The hurry had been Mercy's creation; having taken eight years to make up her mind what she wanted done, she wanted it done at once. The day after Tax Day, Friday the 16th, she had come home from her afternoon seminar in statistics at UMass. later than usual, delayed by the unusual length of the conversation she'd had with Diane.

She'd been troubled for a week by something she had overheard in the Grey Hills pro shop the previous Saturday. She had been sitting behind the sweaters racked on the chrome trolley in the women's clothing section, trying on new Foot-Joy spikes. She was trying to decide well before the golf season started whether to order a new pair, which would be a fresh nuisance to break in, or continue to put up with the existing nuisance: her shoes occasionally gave her blisters. A man whose face she could not see and whose voice she didn't recognize came up to the counter where Bolo Cormier sat on his stool at the register, moving his lips as he read his paper and drinking coffee as he did most days between golf seasons. They had some brief conversation to which she paid no attention, but then as she hunched over to lace up the brown-and-white saddle-shoe on her right foot, dropping her head below the sweaters, she heard the man say: "Dan Hilliard been around today or's he with his new girlfriend down in Boston?

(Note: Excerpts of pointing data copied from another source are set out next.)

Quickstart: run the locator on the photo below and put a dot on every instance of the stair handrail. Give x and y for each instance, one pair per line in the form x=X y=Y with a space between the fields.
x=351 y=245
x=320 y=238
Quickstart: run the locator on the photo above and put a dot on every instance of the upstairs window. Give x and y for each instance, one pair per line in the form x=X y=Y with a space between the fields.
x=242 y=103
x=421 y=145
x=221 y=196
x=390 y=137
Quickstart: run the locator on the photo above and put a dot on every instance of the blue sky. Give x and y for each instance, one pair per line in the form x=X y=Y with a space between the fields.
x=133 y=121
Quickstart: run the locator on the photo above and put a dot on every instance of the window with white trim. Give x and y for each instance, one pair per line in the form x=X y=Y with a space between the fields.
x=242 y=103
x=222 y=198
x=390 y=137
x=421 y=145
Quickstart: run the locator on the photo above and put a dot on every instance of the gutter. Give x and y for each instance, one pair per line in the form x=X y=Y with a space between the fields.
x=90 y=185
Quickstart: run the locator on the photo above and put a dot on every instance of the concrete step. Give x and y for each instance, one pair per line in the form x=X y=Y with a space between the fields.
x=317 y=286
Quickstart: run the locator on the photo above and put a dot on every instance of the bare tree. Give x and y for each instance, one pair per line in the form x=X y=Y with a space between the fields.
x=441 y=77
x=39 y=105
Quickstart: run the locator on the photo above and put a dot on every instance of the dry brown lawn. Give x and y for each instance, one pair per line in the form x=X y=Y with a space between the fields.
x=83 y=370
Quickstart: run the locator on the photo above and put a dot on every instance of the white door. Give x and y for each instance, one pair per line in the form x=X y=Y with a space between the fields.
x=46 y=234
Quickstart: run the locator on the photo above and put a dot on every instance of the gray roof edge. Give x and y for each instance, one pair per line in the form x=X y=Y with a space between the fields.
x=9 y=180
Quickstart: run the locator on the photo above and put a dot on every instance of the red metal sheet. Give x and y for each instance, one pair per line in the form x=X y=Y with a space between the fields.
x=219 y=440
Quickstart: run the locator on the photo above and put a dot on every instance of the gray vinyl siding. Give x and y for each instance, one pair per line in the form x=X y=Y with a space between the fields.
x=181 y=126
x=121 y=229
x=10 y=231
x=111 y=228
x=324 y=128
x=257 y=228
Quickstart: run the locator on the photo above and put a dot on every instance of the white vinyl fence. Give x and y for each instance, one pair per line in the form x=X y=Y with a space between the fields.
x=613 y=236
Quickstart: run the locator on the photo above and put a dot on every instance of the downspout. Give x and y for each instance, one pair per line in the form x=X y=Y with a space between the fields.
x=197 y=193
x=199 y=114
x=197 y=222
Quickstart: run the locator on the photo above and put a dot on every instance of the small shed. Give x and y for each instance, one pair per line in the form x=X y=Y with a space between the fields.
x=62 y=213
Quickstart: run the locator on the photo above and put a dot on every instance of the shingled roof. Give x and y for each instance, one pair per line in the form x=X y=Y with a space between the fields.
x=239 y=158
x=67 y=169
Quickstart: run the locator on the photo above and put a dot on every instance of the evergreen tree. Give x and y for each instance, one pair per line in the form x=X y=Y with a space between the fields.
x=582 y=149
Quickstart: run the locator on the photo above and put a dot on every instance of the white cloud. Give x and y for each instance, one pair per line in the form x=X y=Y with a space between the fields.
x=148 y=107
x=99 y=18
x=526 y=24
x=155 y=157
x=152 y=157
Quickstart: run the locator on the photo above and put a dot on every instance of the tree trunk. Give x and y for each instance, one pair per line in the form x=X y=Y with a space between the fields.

I called his house and office didn't get an answer."

She had turned her head quickly to peer under the sweaters as Bolo said "Dunno, haven't seen him," but had not had the presence of mind to part them before the grey flannel slacks and the dark-brown tasseled loafers turned away from the register and left the store.

"Well, but did you really need to?" Diane said over the salt-rimmed conical glasses of margueritas in the Flower Room at Gino's, water splashing from the fountain into the low-sided kidney-shaped fire-brick pool with the Trader Vic's-type tropical-rain machine showering softly down over it. The sound system played an instrumental version of "Jamaica Farewell." "What difference would it've made if you had found out who it was? Or'd recognized the voice? The point is that it's common knowledge, out there at oh-aren't-we-elegant Grey Hills, that your husband's got a popsy on the side. It's not some chick who picked him up in a bar and he'd had a few too many drinks and he was lonely, so they had a one-night stand. This is an ongoing thing. He's having an affair, creating a new secret history with someone who lives in Boston. I mean, my God, Marcia, pardon me, but that's what I think should concern you. If you have any question here, it isn't who said he's got a girlfriend; it's: "Who is the little slut?" That's what you need to know, so you can find out where she lives, hunt her down and scratch her eyes out.

"Assuming of course, that's what you have in mind; otherwise you don't need to know anything more. Do you have any idea at all as to who it might be?"